Depremzedelerin tarlaları işgal ediliyor
Öte yandan resmi kurumların yaptığı duyuruda ticaretin yeniden sağlanması kapsamında esnaflara birer konteyner verileceğini açıkladı. Aynı zamanda birçok bölgede konteyner kurularak yeni çarşı, alışveriş merkezleri inşa edilmeye başlandı. Serinyol civarında ve Eski SSK Hastanesi çevresinde bu amaçla geniş bir alanda konteyner çarşılar kuruluyor. Tüm bunlar yapılırken kullanılan araziler ise çoğu zaman sahiplerine sorulmadan işgal ediliyor. Bu alanlarda ekili buğday, kepçelerle kaldırılırken üreticinin zararı ise karşılanmıyor. Soranlara ise, OHAL gerekçesiyle resmi kurumlara verilen yetkiler gösteriliyor. Mağdur olan üretici ve tarla sahiplerinin haklarını nasıl arayacağı ise büyük bir belirsizlik taşıyor.
Niteliksiz elemanlardan oluşan hasar tespit komisyonları
En önemli sorunlardan biri de ‘Hasar Tespit Komisyonları’nın yaptığı çalışmalar. Çevre ve Şehircilik Bakanlığı’na bağlı bu komisyonlarda çalışanlarının birçoğunun asgari inşaat bilgisinin olmadığı bölge halkı yarafından dile getiriliyor. Verilen kararlara ilişkin yapılan tespitlerin takibi ve itirazının nasıl yapılacğı noktasında da bir belirsizlik söz konusu. Devlet kurumlarının buradaki çalışması hala büyük oranda işlevsiz. Bu yüzden itiraz süreci de işlemiyor denilebilir.
Evler konusundaki belirsizlik depremzedelerde kaygıya yol açıyor
Bölgede dayanışma çalışmalarını devam ettiren Partizan ve Yeni Demokrat Gençlik (YDG), bir yandan su ihtiyacının karşılanmasına yönelik adımlar atarken diğer yandan da aile ziyaretleriyle beraber bölge halkının sorunlarını tespit etmeye ve onlarla beraber çözüm bulmaya dönük çalışmalar sürdürüyor. Çalışmalarına ilişkin görüş aldığımız Partizan ve YDG, bölge halkıyla yaptıkları görüşmelerde halkın en çok dillendirdiği sorunun ‘evlerin durumuna ilişkin belirsizlik’ olduğunu kaydetti.
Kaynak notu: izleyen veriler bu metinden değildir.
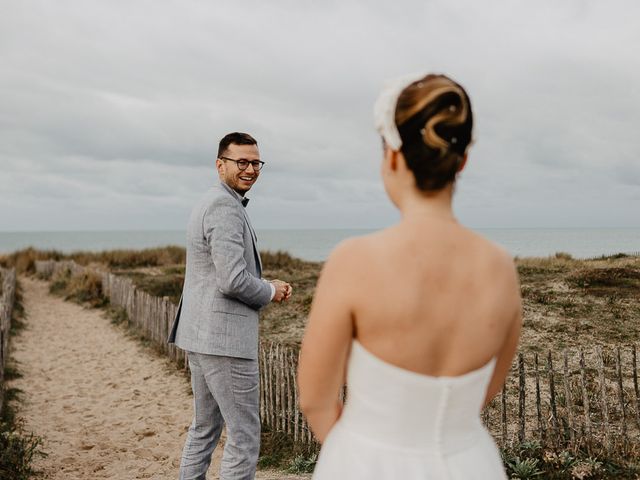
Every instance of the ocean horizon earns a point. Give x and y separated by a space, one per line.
316 244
Yıkılan ve yıkılacak olan binaların daire kayıtları, yeniden inşaanın hangi temelde ve nasıl yapılacağı, bunun bedelinin nasıl tahsil edileceği vb. konulardaki belirsizliğin bölge halkında büyük bir kaygıya yol açtığını ifade eden Partizan ve YDG, depremzede çocuklara ilişkin çalışmalarda yürüttüklerini bildirdi.
Depremzede çocuklarla iletişim
Ziyaretleri sırasında çocuk gelişimi uzmanı yoldaşları ile beraber depremzede ailelerin çocuklarıyla iletişimi ve depremin çocuklar üzerinde yarattığı etki üzerine sohbetler ve çalışmalar gerçekleştirdiklerini not döşen partizan ve YDG, dayanışma yaşatır mottosuyla çalışmalarının devam edeceğini dile getirdi.